Made to the same original formula as that used in making Barbour fabrics, it's easy to apply (either to to the whole garment, or to the parts which get the most wear, such as elbows, creases and pocket edges), and helps preserve both the fabric and its waterproof qualities.
Directions: Brush all surplus dirt from the garment. If necessary, sponge down with clean cold water. Reproof in a warm room standing container in hot water to soften the dressing. Work dressing well into the garment using a clean cloth or sponge. Special attention should be given to areas which appear to be dry and lighter in colour, the shoulders and neck seams and areas subject to the most abrasion eg. pockets and creases in sleeves.
For a real "factory" finish blow evenly all over with a hairdryer. Hang garment overnight in a warm place.
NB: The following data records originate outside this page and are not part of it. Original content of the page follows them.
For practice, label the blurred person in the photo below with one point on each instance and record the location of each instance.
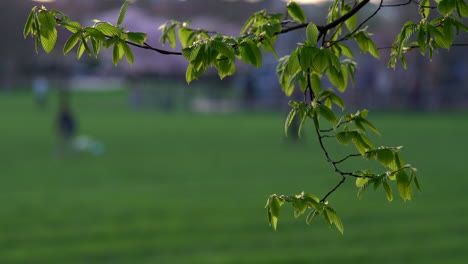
(66, 128)
(40, 91)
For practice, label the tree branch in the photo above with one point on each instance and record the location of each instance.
(360, 25)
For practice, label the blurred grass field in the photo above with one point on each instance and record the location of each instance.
(190, 188)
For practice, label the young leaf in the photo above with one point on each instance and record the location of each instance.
(108, 29)
(289, 120)
(123, 12)
(48, 41)
(29, 22)
(326, 113)
(47, 20)
(361, 181)
(388, 191)
(296, 12)
(336, 78)
(316, 83)
(137, 37)
(446, 7)
(225, 67)
(73, 26)
(312, 33)
(222, 48)
(118, 52)
(96, 46)
(320, 62)
(128, 52)
(311, 216)
(81, 49)
(344, 137)
(185, 36)
(274, 210)
(251, 53)
(385, 156)
(404, 185)
(71, 42)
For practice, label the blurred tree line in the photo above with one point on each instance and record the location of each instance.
(443, 86)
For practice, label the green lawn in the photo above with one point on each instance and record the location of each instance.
(190, 188)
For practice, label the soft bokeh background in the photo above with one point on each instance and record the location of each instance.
(163, 172)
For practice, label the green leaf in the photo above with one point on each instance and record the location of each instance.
(96, 34)
(320, 62)
(336, 78)
(47, 20)
(440, 38)
(224, 49)
(171, 36)
(248, 23)
(29, 22)
(312, 33)
(186, 36)
(268, 45)
(462, 8)
(123, 11)
(81, 49)
(306, 56)
(225, 67)
(274, 210)
(311, 216)
(344, 137)
(96, 46)
(73, 26)
(388, 191)
(193, 72)
(404, 185)
(361, 181)
(118, 52)
(296, 12)
(108, 29)
(351, 22)
(137, 37)
(48, 42)
(385, 156)
(337, 100)
(416, 183)
(128, 52)
(316, 83)
(332, 218)
(361, 143)
(345, 50)
(251, 53)
(446, 7)
(71, 42)
(327, 113)
(289, 120)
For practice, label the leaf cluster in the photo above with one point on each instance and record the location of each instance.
(42, 24)
(301, 203)
(430, 35)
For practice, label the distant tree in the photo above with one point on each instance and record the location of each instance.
(322, 55)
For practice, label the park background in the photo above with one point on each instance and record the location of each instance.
(176, 173)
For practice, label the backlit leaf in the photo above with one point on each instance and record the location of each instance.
(71, 42)
(312, 33)
(296, 12)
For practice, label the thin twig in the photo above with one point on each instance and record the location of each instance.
(347, 157)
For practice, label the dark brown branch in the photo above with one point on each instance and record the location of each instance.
(347, 157)
(409, 48)
(395, 5)
(343, 179)
(333, 24)
(147, 46)
(360, 25)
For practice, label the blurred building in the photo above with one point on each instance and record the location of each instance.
(424, 85)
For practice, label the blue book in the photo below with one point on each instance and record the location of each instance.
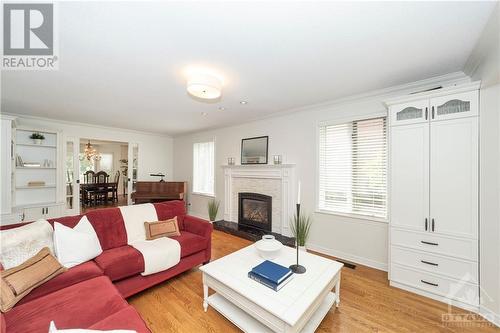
(272, 272)
(268, 283)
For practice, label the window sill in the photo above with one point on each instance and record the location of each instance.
(353, 216)
(208, 195)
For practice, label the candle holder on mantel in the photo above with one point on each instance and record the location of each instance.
(277, 159)
(296, 268)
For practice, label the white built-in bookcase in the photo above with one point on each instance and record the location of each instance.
(42, 201)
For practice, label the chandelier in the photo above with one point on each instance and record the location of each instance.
(90, 153)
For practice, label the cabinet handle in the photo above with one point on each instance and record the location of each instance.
(429, 283)
(429, 263)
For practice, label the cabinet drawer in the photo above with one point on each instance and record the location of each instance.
(426, 241)
(452, 268)
(449, 288)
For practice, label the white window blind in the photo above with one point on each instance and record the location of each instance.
(353, 167)
(203, 167)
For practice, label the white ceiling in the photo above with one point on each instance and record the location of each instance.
(122, 64)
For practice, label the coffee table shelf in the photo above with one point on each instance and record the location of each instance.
(299, 307)
(248, 324)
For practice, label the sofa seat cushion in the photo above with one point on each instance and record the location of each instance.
(190, 243)
(126, 319)
(80, 305)
(74, 275)
(120, 262)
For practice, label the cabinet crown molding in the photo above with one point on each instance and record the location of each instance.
(435, 93)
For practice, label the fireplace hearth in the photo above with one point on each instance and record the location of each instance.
(255, 210)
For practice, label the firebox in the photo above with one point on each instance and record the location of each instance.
(255, 210)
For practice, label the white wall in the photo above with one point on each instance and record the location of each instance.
(484, 65)
(155, 151)
(294, 137)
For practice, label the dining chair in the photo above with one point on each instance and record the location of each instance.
(114, 188)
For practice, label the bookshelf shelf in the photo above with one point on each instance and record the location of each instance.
(35, 145)
(35, 187)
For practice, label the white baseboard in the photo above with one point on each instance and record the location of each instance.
(198, 215)
(489, 315)
(348, 257)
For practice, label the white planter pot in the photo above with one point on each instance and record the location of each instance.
(268, 247)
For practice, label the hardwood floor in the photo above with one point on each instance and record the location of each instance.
(122, 201)
(367, 304)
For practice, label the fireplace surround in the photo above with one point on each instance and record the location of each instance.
(255, 210)
(277, 181)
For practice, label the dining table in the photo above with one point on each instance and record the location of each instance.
(91, 191)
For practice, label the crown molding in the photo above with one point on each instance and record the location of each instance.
(381, 95)
(435, 93)
(76, 123)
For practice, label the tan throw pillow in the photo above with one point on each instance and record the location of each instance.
(17, 282)
(162, 229)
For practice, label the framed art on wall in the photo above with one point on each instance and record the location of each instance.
(254, 150)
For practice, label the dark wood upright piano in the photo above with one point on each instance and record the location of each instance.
(159, 191)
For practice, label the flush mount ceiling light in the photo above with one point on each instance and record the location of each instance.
(204, 86)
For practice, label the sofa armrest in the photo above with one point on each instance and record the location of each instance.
(198, 226)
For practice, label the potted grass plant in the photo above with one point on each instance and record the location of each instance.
(300, 229)
(213, 208)
(37, 138)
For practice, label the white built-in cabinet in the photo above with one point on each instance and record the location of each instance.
(25, 161)
(434, 194)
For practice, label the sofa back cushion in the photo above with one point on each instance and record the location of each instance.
(169, 209)
(108, 225)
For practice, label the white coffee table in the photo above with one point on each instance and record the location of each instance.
(299, 306)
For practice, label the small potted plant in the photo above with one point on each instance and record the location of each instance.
(213, 208)
(300, 229)
(37, 138)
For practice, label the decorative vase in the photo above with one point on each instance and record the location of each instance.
(268, 247)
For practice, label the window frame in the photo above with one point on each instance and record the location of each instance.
(193, 192)
(354, 216)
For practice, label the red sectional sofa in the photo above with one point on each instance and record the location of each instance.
(92, 295)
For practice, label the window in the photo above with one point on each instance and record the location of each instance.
(203, 167)
(353, 168)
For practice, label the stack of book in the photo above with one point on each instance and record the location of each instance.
(271, 275)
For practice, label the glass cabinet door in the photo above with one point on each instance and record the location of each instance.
(455, 106)
(409, 113)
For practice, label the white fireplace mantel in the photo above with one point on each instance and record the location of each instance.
(276, 180)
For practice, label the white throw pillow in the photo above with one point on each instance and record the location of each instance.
(21, 243)
(77, 245)
(53, 329)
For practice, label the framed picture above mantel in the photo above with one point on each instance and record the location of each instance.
(254, 150)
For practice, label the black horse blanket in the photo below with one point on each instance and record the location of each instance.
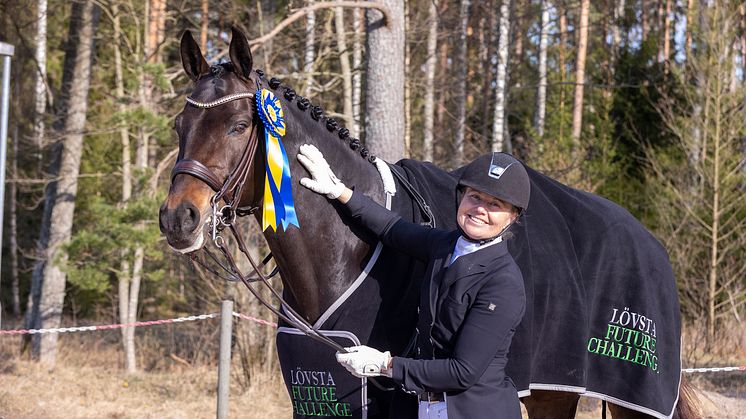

Regular re-proofing is essential as it protects the fabric, maintains its waterproof qualities and ensures a long, useful life.
Barbour is established in 1894 in South Shields by John Barbour, who wished to create robust, waterproof wear, adapted to rough weather, for the workers’ communities of North-Eastern Scotland.
Waxed cotton was then a true revolution, in comparison to the stiff cotton jackets that docker workers and fishermen used to waterproof with tar and fish grease. This new material enabled to craft jackets of better quality, much more comfortable and easy to wear and altogether weatherproof.
Barbour has always been a family story and a family business, faithful to its exceptional knowledge and popular amongst royal personalities and media celebs. Until today, Barbour jackets are handmade in the Simonside workshops of South Shields, and more than 100 000 jackets are produced each year.
Each Barbour jacket feature a brass ring on the front zip, a stormfly flap with snap buttons, two bellowed pockets, two handwarmer pockets lined with moleskine and the traditional velvet collar with snap buttons for an additional hood.
In 1936, Barbour created its subsidiary Barbour International in 1936, specialised in a men's collection dedicated to the world of motorcycling. This subsidiary uses the know-how of the parent company while incorporating motorcycle protections into its quality jackets. Barbour International has taken the name of the "International Six Days" which is the oldest annual competition organized by the International Federation of Motorcycling.